Melih Emin Can, Jagiellonian University, Poland
On asymptotic average shadowing property and vague specification property
Łukasz Kotlewski, Nicolaus Copernicus University, Poland
Conformal measures for interval exchange transformations
The aim of this talk is to present the topic of conformal measures in the class of dynamical systems called „interval exchange transformations”. Conformal measure describes the distribution of a phase space which evolves with time exponentially, with respect to piecewise potential. I will recall basic notions of interval exchange transformations and after that, I will present results from my master’s thesis.
Abdul Gaffar Khan, Nicolaus Copernicus University, Poland
Topological stability and persistent property from Gromov-Hausdorff Viewpoint
In this talk, we introduce topologically IGH-stable, IGH-persistent and pointwise weakly topologically IGH-stable homeomorphisms of compact metric spaces. We will prove that every topologically IGH-stable homeomorphism is topologically stable as well as topologically GH-stable and every expansive topologically stable homeomorphism of a compact manifold is topologically IGH-stable. We further prove that every equicontinuous pointwise weakly topologically IGH-stable homeomorphism is IGH-persistent and every pointwise minimally expansive IGH-persistent homeomorphism is pointwise weakly topologically IGH-stable. These results strengthen the well known Walters’ stability theorem from the viewpoint of pointwise dynamics as well establish the relation between persistent properties and topological stability from the Gromov-Hausdorff viewpoint. This talk is based on joint work with C.A. Morales and Tarun Das.
Elias Rego, AGH, Poland
On the Ergodic Theory of ASH Attractors
In this talk we will recall some weak notions of hyperbolicity for flows. The Lorenz and the Rovella attractors are the most famous examples of such theory. We will present new results towards the ergodic theory of ASH attractors. This is a joint work with A. Arbieto, M. Pineda and K. Vivas.

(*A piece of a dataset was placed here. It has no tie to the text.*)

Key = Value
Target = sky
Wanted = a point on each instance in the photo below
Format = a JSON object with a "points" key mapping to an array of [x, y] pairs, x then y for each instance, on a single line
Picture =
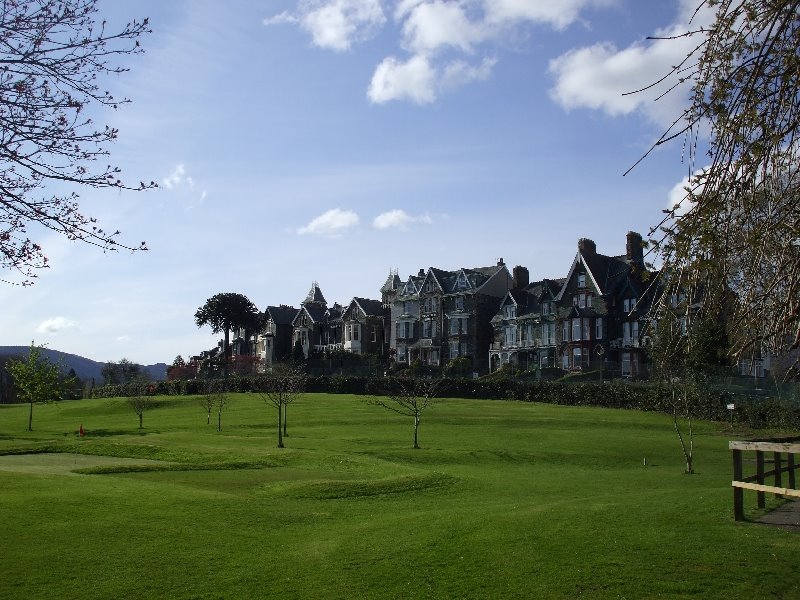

Sophie Schmidhuber, University of Zurich, Switzerland
Algorithmic decomposition of generalized interval exchange maps
In this talk, we present an algorithm which extends the classical Rauzy-Veech induction in order to study generalized interval exchange transformation (GIETs) with possibly more than one quasiminimal component (i.e. not infinite-complete, or, equivalently, not semi-conjugated to a minimal IET). The algorithm is defined for more general maps that we call interval exchange transformations with gaps (g-GIETs), namely partially defined GIETs which appear naturally as the first return map of Cr -foliations on two-dimensional manifolds to any transversal segment. We exploit the algorithm to find a decomposition of any GIET into a finite unions of intervals which either contain no recurrent orbit, or contain only recurrent orbits which are closed, or contain a unique quasiminimal. This provides an alternative algorithmic approach to the decomposition results for foliations and flows on surfaces by Levitt, Gutierrez and Gardiner from the 1980s. This is joint work with Corinna Ulcigrai and Charles Fougeron.
Alexandre Trilles, Jagiellonian University, Poland
Loose Bernoullicity for zero entropy flows via Feldman-Katok pseudometric
Our goal is to study measure-preserving flows consisting of a continuous flow on a compact metric space and an ergodic measure with zero entropy. More precisely, we will focus on loosely Bernoulli flows with zero entropy, which, following Ratner's suggestion, are called loosely Kronecker.
The Feldman-Katok pseudometric (FK-pseudometric), originally defined for transformations, will be introduced in the context of flows and used to recover the results of García-Ramos and Kwietniak, characterizing loosely Kronecker systems. We will show that a measure-preserving flow is loosely Kronecker if and only if there exists a full-measure set where any pair of points is indistinguishable with respect to the FK-pseudometric. Additionally, a purely topological characterization of uniquely ergodic flows whose unique invariant measure is loosely Kronecker will be provided."
Yuriy Tumarkin, University of Zurich, Switzerland
Invariant measures for periodic type skew-products over IETs
The problem of understanding the invariant measures for the linear flow on compact translation surfaces (and correspondingly for interval exchange transformations) has been much studied since the 1970s and is by now very well understood. Very little is however known about infinite translation surfaces. I will talk about the simplest case of infinite translation surfaces, which are obtained as $\Z^m$-covers of compact translation surfaces, giving rise to skew-products over IETs. It turns out that in the case when the skew-product is periodic under renormalisation one can classify all the ergodic invariant measures and even obtain a somewhat explicit form for them.